Sumi looked at the kite on the sky. She had made it fly that high, or at least partly did it. Her responsibility was to hold the lattai (thread spool). We all thought she was too young for her age for the job but her seven-years old self had defied our expectations.
Her older sister, Maya, had used her hands to give the kite its first leap from the ground onto the sky. She had yanked the yellow plastic kite with both of her hands and instructed Sumi to let the breeze do its work. As the wind took the kite farther away from them, Maya excitedly asked Sumi to tighten the thread by spinning the spool towards herself – a common technique to make the kite gain height. The process was then repeated for a few minutes until the kite had reached heaven.
Sumi squinted her eyes at the kite. “It’s so small,” she murmured to herself.

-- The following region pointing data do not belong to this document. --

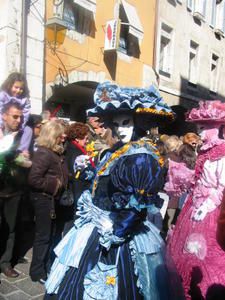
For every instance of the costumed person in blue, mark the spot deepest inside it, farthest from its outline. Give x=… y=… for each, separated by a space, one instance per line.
x=113 y=252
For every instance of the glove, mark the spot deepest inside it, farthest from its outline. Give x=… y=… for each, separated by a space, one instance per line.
x=206 y=207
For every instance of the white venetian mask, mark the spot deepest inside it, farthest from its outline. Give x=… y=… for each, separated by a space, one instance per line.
x=124 y=126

“Loosen the thread or roll it back, that’s the fun of flying a kite,” I told Sumi. She had been holding the lattai firm on her hands, without letting it move in either direction.
“No, if I pull it I’m afraid someone will chait our kite! Look at that purple kite,” she said, pointing at a roaring paper kite right above our heads, “it’s coming to fight us!” She clenched her jaw in, what I read as, fear.
“Then release the thread and make it disappear in the sky,” I teased her.
She looked at me in utmost seriousness. “What if a crow builds a nest on our kite?”